Symantec IGA

Hi Folks!!

I had to configure, some PX Policy, to catch when some User multi-valued attribute where im saving the SMTPs proxy addresses of an Active Directory Account. I trying to send this values to the eTADSproxyAddresses of the Active Directory user account, but as the SMTP address on these directory, has a colon to separate the SMTP from the email address, the PX policy, sends the next error:

JSON --> Generated By Policy Xpress: Failed to execute ModifyActiveDirectoryAccount. ERROR MESSAGE: Invalid JSON data at line 1 column 1

I was tried to escape the colon character as in java like with something like  \:, but the result was the same.

Im got this configuration of the policy,

And here it is where everything is falling down.

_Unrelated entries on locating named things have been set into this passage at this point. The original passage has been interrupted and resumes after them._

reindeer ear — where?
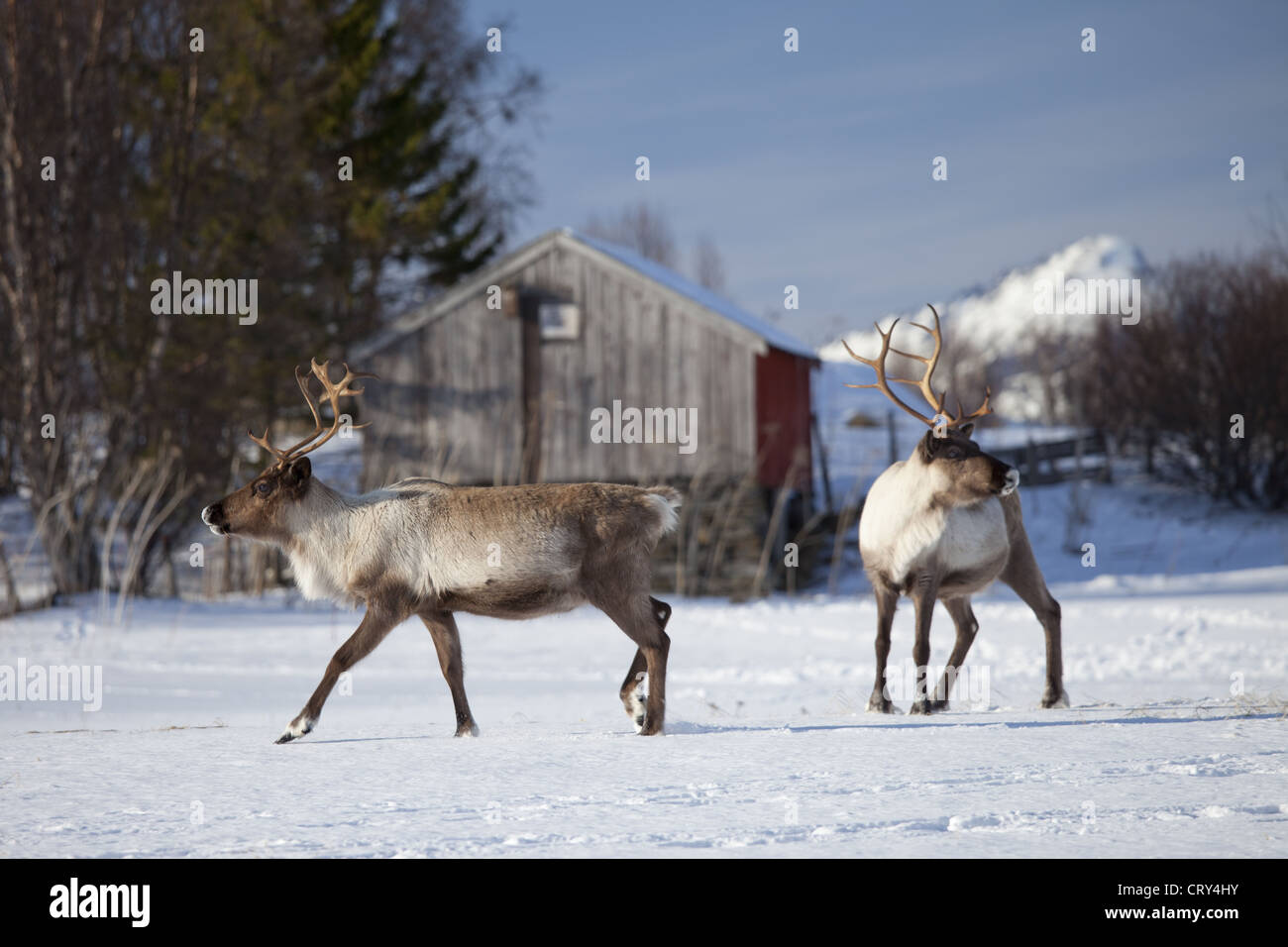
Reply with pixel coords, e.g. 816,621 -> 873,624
921,430 -> 939,464
286,458 -> 313,487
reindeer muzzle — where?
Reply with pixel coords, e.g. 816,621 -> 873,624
201,502 -> 228,536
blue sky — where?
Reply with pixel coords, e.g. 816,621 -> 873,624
469,0 -> 1288,342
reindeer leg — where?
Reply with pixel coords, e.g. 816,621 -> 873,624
1000,531 -> 1069,707
595,596 -> 671,737
930,595 -> 979,710
621,648 -> 648,730
868,582 -> 899,714
420,611 -> 480,737
909,575 -> 937,714
277,604 -> 407,743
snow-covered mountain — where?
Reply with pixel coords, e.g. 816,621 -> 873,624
819,236 -> 1149,420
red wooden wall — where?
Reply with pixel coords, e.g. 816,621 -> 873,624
756,347 -> 814,497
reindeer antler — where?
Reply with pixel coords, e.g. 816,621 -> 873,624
841,303 -> 993,428
246,359 -> 378,468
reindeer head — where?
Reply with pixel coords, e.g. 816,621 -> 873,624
841,303 -> 1020,505
201,360 -> 376,543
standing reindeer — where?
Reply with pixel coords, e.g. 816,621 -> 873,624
845,305 -> 1069,714
201,360 -> 680,743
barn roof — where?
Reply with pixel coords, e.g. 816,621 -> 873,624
353,227 -> 818,362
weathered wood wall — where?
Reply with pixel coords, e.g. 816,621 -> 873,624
364,243 -> 757,487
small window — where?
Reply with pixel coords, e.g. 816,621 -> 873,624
537,303 -> 581,339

so if you have already work with some attribute with this considerations, i wil be glad to read your answer.

Thanks!

Hi,

My suggestion:-

Using Active Directory Users and Computers (MMC) update your account with SMTP addresses.

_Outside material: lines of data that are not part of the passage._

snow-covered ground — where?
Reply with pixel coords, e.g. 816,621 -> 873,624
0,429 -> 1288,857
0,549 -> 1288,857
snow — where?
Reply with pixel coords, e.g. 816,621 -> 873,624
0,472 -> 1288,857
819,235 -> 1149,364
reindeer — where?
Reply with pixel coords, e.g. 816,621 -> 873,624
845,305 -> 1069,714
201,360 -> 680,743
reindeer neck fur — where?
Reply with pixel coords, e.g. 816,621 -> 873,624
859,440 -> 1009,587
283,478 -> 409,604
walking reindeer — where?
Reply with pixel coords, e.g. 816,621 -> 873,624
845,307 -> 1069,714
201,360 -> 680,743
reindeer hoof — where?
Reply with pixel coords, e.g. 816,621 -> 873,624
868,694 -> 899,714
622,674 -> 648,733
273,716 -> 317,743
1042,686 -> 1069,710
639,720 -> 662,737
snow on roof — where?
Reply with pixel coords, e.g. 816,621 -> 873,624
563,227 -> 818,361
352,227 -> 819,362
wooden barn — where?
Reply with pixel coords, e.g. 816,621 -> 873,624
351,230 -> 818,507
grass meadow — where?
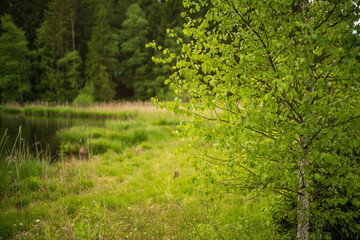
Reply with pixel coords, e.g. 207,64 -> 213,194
0,103 -> 280,239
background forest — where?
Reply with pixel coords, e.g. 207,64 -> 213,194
0,0 -> 183,104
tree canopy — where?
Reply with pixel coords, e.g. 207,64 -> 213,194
0,0 -> 182,102
0,15 -> 30,102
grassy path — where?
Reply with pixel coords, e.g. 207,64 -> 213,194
0,108 -> 275,239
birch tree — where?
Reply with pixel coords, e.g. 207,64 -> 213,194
149,0 -> 360,239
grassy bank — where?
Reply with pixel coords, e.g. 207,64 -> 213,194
0,102 -> 155,120
0,110 -> 278,239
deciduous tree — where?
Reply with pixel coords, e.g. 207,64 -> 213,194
0,14 -> 30,102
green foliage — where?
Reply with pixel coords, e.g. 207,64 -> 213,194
0,15 -> 30,102
153,0 -> 360,239
85,4 -> 118,101
72,93 -> 94,107
120,3 -> 154,99
37,0 -> 82,102
73,201 -> 106,239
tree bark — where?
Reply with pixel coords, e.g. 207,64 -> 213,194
296,136 -> 310,240
296,0 -> 314,240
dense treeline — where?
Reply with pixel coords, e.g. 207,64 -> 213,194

Then use the PX to "GET" the value been assigned to this user. From there you can see the format been used for eTADSproxyAddresses.

Hi William, the thing is, that im uploading the information of the SMTP addresses, into one attribute that im assigning into the User Store of my Identity manager environment throgh an bulk task, and i wish to update 1500 users that they don't had assigned any Provisioning Role.

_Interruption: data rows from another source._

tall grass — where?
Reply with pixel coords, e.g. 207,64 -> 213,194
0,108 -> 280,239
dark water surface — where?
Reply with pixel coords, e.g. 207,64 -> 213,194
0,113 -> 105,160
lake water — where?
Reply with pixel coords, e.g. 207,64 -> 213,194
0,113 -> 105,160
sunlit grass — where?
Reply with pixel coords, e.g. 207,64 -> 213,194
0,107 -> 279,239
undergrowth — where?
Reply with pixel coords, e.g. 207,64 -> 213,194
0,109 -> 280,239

I was think like you, to upload the data into the AD, and run a reverse sync, but this customer, has a really messy AD data, and comprimise the quality of the information in the User Store from Identity.

After i insert the another SMTP address, in JXplorer it is showing as 2 lines instead of 1 line in eTADSProxyAddresses.

I suggest you report this as an issue to CA support.

There is another way u can try, is to use etautil command...

Hi Williamckl, this is a correct behaviour, since the eTADSproxyAddresses, is a multivalue field, so in the JXplorer, you must seen multpile entries in these attribute.

What i have put in the previous answer, was that the polixy xpress procedure, has to communicate in some particular format,

The other thing that i have seen on the policy xpress action rule, is when the user, has no mailbox, you cannot remove directly the values of the eTADSproxyAddresses, as the provisioning server send some error about some internal validation for the mailbox of the user.  That makes that the user that you try to process, doesn't show the Exchange related tabs in the account information(Email addresses for example).

Well, i have make some try outs, and finally, i was looking on how the Identity Manager, communicate changes to the provisioning server, so....

The solution for this, was to split the

SMPT:yyyy @ yyyyyyyy.yyy

into this:

{"address":"yyyyy @ yyyyyyyy.yyy","type":"SMTP"}

This is the way to pass into the Active Directory ProxyAddresses attribute, some values, so, with these i actually write in some Active Directory account, the special value to be added into the eTADSproxyAddresses attribute.

Let me fix, the part of my PX policy, to clear the old values, and put these new values into. i will be uploading this solution, and i hope that if someone has the same problem, this will help you a lot!!

Note:  Ommit the spaces in the email addresses, I have to put as it, because of my content was blocked.